Understanding the basic construction of shoes will help you make more informed decisions and select shoes that fit your foot and needs.
Shoes are made up of five major components:
- The toe box is the tip of the shoe that provides space for the toes. Toe boxes are generally rounded, pointed, or squared and will determine the amount of space provided for the toes.
- The vamp is the upper middle part of the shoe where the laces are commonly placed. Sometimes Velcro is used instead of laces.
- The sole consists of an insole and an outsole. The insole is inside the shoe; the outsole contacts the ground. The softer the sole, the greater the shoe’s ability to absorb shock.
- The heel is the bottom part of the rear of the shoe that provides elevation.

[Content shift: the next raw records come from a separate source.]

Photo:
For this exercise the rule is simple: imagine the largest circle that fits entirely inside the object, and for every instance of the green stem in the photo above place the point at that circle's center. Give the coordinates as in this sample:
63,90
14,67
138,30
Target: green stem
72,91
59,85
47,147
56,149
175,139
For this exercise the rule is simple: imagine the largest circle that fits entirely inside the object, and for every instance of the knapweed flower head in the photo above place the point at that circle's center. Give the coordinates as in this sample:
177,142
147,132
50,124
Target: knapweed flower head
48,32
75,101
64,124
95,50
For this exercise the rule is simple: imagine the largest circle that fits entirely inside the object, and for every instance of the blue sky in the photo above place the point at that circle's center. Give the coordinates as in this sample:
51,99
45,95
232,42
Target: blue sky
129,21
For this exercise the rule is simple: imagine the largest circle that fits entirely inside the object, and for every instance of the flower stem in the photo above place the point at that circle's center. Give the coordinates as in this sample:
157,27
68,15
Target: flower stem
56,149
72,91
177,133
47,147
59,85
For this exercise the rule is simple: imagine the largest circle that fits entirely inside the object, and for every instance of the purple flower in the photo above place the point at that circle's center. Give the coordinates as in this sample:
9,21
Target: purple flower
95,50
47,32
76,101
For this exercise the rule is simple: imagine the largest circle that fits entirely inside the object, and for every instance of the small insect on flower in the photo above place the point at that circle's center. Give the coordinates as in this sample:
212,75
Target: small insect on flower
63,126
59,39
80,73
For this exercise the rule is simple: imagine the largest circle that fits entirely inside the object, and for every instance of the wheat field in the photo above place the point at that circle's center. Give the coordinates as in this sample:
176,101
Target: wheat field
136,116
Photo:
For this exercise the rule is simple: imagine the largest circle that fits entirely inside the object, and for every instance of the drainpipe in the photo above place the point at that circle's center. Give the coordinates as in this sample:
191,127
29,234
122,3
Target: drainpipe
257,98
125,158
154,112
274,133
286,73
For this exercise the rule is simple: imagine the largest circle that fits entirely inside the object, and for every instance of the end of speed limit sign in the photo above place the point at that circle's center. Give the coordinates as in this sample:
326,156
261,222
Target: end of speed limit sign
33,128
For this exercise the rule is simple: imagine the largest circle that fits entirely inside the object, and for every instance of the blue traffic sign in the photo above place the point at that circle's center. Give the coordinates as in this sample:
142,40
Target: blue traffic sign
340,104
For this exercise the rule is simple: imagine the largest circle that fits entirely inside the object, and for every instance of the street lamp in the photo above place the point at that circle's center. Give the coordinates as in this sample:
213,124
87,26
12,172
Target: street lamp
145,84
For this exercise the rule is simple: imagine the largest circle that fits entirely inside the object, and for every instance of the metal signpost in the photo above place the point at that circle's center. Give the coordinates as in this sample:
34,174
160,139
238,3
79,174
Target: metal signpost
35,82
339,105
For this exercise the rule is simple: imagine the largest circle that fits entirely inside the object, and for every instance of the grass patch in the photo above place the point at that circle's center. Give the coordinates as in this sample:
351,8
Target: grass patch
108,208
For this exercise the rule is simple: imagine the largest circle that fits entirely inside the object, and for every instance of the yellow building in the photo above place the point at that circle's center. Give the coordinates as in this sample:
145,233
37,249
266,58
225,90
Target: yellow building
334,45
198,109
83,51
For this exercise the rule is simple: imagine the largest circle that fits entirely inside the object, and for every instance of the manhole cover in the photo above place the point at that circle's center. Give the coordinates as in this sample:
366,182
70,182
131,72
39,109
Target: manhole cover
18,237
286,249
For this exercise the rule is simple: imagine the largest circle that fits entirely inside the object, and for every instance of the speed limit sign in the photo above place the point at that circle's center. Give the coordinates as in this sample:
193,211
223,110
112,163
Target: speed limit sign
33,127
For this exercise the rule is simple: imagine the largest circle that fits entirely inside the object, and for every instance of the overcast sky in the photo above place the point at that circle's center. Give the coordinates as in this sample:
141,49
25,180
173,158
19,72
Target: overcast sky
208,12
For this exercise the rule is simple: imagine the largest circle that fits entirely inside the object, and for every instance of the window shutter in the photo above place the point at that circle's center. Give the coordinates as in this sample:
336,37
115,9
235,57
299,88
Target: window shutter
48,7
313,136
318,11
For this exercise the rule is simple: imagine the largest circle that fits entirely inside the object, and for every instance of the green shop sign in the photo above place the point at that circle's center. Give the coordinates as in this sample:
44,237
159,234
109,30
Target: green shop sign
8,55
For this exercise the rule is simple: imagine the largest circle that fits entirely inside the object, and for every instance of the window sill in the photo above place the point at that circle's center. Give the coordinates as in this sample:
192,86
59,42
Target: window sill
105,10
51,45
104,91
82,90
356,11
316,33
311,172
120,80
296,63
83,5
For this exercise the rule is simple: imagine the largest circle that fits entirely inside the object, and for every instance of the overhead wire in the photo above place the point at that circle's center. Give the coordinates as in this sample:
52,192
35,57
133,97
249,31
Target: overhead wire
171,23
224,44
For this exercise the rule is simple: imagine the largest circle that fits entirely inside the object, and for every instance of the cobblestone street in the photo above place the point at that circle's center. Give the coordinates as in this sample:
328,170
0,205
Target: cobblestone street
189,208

The higher the heel, the greater the pressure on the front of the foot.
- The last is the part of the shoe that curves in slightly near the arch of the foot to conform to the average foot shape. This curve enables you to tell the right shoe from the left.

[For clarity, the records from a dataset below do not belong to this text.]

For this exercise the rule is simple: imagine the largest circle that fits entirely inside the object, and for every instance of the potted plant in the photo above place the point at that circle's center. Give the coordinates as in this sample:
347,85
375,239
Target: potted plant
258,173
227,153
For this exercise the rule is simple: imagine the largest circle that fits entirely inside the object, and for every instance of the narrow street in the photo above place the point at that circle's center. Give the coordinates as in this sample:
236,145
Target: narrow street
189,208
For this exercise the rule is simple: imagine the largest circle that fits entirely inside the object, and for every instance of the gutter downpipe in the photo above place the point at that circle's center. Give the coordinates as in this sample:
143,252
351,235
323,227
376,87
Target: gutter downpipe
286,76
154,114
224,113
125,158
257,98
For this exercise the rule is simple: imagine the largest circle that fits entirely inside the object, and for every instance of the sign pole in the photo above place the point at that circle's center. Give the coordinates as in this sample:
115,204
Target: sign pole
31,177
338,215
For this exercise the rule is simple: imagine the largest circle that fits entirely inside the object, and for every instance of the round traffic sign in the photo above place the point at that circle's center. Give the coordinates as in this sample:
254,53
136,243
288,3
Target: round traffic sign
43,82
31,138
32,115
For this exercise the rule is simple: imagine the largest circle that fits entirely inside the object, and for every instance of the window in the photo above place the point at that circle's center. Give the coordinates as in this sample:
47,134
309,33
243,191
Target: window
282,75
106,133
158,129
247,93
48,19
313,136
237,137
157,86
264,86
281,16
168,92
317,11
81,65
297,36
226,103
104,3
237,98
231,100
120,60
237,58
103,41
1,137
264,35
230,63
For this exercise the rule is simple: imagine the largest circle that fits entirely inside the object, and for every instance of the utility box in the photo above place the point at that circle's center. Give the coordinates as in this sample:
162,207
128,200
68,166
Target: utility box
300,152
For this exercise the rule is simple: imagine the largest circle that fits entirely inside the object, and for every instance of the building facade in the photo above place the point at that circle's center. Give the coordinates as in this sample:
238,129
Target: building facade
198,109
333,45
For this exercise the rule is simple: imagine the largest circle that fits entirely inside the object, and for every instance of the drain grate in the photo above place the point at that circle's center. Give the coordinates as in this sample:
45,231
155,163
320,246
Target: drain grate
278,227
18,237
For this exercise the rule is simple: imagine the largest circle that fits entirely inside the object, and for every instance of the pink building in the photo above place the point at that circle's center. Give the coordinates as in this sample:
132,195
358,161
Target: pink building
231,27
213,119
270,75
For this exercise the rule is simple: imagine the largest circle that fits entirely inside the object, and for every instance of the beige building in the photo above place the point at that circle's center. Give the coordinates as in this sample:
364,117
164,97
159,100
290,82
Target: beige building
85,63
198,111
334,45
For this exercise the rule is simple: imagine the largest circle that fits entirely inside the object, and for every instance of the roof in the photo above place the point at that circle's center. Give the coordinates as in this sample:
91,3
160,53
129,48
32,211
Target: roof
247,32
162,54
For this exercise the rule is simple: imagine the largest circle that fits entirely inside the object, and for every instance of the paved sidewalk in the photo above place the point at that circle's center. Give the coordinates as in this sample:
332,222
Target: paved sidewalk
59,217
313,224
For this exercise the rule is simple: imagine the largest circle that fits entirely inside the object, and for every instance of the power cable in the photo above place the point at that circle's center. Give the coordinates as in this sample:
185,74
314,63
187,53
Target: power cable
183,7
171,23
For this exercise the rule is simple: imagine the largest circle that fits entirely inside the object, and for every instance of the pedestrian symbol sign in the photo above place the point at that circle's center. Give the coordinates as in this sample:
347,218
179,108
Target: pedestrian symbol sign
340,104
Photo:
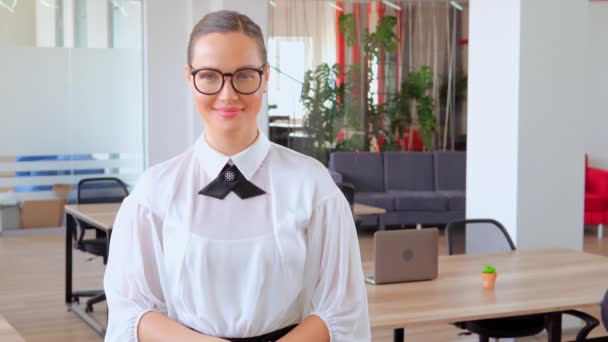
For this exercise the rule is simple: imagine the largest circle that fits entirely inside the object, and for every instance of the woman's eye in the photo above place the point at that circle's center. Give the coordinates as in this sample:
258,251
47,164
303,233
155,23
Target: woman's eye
245,76
208,76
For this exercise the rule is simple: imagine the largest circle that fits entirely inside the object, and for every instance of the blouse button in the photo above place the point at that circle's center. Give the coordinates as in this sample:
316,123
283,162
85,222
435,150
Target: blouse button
229,176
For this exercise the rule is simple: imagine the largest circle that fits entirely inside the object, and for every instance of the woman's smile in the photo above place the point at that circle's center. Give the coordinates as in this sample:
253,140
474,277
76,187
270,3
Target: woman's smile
227,112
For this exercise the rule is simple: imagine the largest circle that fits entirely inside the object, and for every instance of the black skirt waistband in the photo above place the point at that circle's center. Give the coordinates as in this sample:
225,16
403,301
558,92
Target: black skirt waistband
270,337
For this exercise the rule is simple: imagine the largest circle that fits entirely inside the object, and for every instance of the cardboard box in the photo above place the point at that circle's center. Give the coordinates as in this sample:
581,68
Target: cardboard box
9,217
42,213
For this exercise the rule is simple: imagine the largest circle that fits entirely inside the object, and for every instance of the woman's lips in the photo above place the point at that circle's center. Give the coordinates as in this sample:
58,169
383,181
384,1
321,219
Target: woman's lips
227,112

The material from which a shoe is made can affect fit and comfort. Softer materials decrease the amount of pressure the shoe places on the foot. Stiff materials can cause blisters. A counter may be used to stiffen the material around the heel and give added support to the foot.
Athletic footwear should be fitted to hold the foot in the position that’s most natural to the movement involved. Athletic shoes protect your feet from stresses encountered in a given sport and to give the player more traction. The differences in design and variations in material, weight, lacing characteristics, and other factors among athletic shoes are meant to protect the areas of the feet that encounter the most stress.

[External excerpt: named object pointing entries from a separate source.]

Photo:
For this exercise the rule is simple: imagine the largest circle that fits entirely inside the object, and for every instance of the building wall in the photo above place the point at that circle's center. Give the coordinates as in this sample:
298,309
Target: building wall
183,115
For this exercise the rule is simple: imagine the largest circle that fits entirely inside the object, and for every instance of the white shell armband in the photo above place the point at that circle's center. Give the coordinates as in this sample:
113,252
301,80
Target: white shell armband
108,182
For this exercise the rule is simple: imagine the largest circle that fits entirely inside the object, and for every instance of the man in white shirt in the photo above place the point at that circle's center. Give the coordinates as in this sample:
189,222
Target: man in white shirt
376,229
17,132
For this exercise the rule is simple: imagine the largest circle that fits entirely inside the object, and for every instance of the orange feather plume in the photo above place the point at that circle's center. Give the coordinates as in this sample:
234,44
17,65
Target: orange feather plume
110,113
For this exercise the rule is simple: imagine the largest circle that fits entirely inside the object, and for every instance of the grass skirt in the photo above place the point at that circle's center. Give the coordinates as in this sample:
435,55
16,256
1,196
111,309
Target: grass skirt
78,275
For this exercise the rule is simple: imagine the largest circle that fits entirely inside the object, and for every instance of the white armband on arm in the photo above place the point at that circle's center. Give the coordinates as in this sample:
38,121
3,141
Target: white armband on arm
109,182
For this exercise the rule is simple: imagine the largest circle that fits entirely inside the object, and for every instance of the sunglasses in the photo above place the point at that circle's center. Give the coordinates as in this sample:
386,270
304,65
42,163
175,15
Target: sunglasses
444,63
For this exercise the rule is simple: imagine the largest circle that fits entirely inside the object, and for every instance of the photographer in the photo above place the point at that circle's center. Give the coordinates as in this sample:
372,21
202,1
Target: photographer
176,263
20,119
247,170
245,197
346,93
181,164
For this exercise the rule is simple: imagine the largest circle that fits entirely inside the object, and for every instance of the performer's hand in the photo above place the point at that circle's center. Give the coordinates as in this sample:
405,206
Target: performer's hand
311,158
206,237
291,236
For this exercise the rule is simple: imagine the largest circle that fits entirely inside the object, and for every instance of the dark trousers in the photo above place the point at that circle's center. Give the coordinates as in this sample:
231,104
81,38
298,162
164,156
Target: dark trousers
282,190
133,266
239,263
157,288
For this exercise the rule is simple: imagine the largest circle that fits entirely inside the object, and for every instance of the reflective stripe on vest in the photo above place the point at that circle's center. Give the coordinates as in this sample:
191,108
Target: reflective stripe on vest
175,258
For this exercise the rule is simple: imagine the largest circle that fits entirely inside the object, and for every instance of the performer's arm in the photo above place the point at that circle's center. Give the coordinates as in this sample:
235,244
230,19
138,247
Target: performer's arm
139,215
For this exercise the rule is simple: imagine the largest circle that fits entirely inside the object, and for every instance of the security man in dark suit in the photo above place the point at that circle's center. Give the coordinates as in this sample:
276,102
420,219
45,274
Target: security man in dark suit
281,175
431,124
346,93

Well-fitted athletic shoes need to be comfortable, yet well-constructed and appropriate for a given activity. A good fit will mitigate blisters and other skin irritations.
Sports-specific athletic shoes are a good investment for serious athletes, though perhaps a less critical consideration for non-athletes. Don’t wear any sport or other shoes beyond their useful life.
A running shoe is built to take impact, while a tennis shoe is made to give relatively more support, and permit sudden stops and turns. Cross training shoes are fine for a general athletic shoe, such as for physical education classes or health club exercising, such as on stair machines and weight-lifting because they provide more lateral support and less flexibility than running shoes. They also tend to be heavier than running shoes, but most people don’t need light, flexible shoes for cross-training. If a child is involved more heavily in any single sport, he or she should wear shoes specifically designed for that sport.
Our practice recommends sturdy, properly fitted athletic shoes of proper width with leather or canvas uppers, soles that are flexible (but only at the ball of the foot), cushioning, arch supports, and room for your toes. Try a well-cushioned sock for reinforcement, preferably one with acrylic fiber content so that some perspiration moisture is “wicked” away.
Athletic shoes need to be replaced after one year, whether or not they are worn, and after a certain amount of repetitive load is placed on them and wears them down. The American Academy of Podiatric Sports Medicine advises replacing running or walking shoes after 300 to 500 miles of wear, and replacing aerobic, basketball, and tennis shoes after 45 to 60 hours of wear. Athletic shoes should also be replaced if they show signs of unevenness when placed on a flat surface, display noticeable creasing, and/or when the heel counter breaks down.
Choosing shoes for your children can play a critical role in their musculoskeletal development, including their posture.
In general, infants just learning to walk do not need shoes. Infants may go barefooted indoors, or wear only a pair of socks. This helps the foot grow normally and develop its muscles and strength as well as encourages the grasping ability of toes.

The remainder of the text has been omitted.